ABD'nin apartheid İsrail'le ya da Ürdün Krallığı denen yapay devletle pürüzsüz bir ilişkisi var mı? Elbette yok.
Batı'nın Rusya ve İran ilişkilerini yanlış okuması, Ukrayna'daki 2022 olaylarından sonra Rusya ve İran arasındaki dinamiğin değiştiğini dikkate almıyor.
Moskova artık Tahran'a eski Sovyetler Birliği bölgelerinde kırmızı çizgilerinin ne olduğunu dikte edemez.
Ukrayna topraklarındaki Rus-NATO vekalet savaşı, Rusya'nın İran'ın desteğini kaybetmesini çok maliyetli hale getirdi.
Bugün Rusya'nın İran'a, İran'ın Rusya'ya olduğundan daha fazla ihtiyacı var.

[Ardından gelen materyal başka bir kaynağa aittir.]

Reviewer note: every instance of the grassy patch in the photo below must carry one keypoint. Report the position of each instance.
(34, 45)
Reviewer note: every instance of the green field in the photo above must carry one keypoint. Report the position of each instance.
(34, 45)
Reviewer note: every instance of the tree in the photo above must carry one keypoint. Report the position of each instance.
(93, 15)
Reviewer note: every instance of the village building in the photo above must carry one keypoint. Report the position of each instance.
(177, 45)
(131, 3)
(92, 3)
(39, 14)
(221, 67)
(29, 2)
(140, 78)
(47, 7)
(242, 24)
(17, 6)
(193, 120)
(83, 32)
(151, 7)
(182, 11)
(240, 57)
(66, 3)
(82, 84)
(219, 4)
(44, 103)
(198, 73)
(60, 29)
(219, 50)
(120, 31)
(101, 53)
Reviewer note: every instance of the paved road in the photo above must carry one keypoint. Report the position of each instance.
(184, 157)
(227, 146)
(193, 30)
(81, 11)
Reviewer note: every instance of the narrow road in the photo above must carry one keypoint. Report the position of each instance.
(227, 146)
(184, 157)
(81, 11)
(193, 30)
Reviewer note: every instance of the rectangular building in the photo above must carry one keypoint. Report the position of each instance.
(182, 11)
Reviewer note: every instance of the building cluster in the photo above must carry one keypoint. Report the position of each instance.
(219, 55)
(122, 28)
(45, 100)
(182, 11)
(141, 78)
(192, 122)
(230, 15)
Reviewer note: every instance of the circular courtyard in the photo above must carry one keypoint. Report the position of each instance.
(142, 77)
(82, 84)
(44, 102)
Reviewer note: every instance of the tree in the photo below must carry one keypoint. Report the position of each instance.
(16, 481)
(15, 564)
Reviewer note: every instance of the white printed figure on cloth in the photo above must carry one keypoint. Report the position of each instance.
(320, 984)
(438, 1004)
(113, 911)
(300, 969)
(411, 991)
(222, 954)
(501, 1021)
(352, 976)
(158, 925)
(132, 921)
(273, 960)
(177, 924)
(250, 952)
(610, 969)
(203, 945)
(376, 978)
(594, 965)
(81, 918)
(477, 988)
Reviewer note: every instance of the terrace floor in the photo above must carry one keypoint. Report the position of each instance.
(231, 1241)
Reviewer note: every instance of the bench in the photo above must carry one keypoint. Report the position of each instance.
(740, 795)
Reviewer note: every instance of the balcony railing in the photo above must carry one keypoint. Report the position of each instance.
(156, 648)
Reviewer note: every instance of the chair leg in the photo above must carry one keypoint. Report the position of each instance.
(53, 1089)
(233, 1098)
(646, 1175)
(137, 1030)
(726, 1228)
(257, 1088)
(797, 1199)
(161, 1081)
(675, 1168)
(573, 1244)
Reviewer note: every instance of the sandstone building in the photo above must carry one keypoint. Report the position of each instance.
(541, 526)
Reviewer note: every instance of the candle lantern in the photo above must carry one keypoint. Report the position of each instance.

İran, stratejik bir politika ilkesi olarak Batı emperyalizmiyle yüzleşmeye kararlı tek güçtür.
Bu durum İran'ın Kafkasya ya da Orta Asya'da daha aktif bir rol üstleneceği anlamına gelmese de, İran'ın çıkarlarına daha fazla saygı duyulduğunu görebiliriz.
Örneğin Tacikistan ve Azerbaycan'daki Moskova destekli iki rejim buralardaki İslami hareketleri bastırmak için yoğun çaba sarf ediyor.
Tahran bu İslami hareketlere olumlu bakıyor fakat Rusya öyle değil.
Moskova'nın Batılı rejimlerle olan stratejik açmazındaki zayıf performansı, Sovyetler Birliği prizmasından bakanlara, Batı Asya'daki pek çok kişinin yanlışlıkla varsaydığı gibi bir süper güç olmadığını gösterdi.
İran ve Rusya, aralarındaki stratejik ekonomik ve jeopolitik işbirliğinin her ikisinin de yararına olduğunun farkındadır.
Batılı rejimlerin İran ya da Rusya'ya sunabilecekleri, onları uzun yıllardır kurdukları işbirliğinden caydıracak hiçbir havuç yoktur.
Batılı rejimler Rus enerji ürünlerini İran'ınkilerle ikame etmeyecek ve İran'ın stratejik çıkarlarına karşı hareket eden apartheid İsrail ve Batı destekli diktatörleri dizginlemeyecektir.
Batılı rejimler, Rusya-İran işbirliği konusunda kendilerini iki arada bir derede bırakmış durumdalar.
Batılı rejimler, Moskova ve Tahran ile neredeyse tüm köprüleri yaktılar ve böylece kendilerini teşviklerden mahrum bıraktılar.
Baskı uyguladıklarında ise bu sadece Rusya ve İran arasındaki işbirliğinin artmasıyla sonuçlanıyor.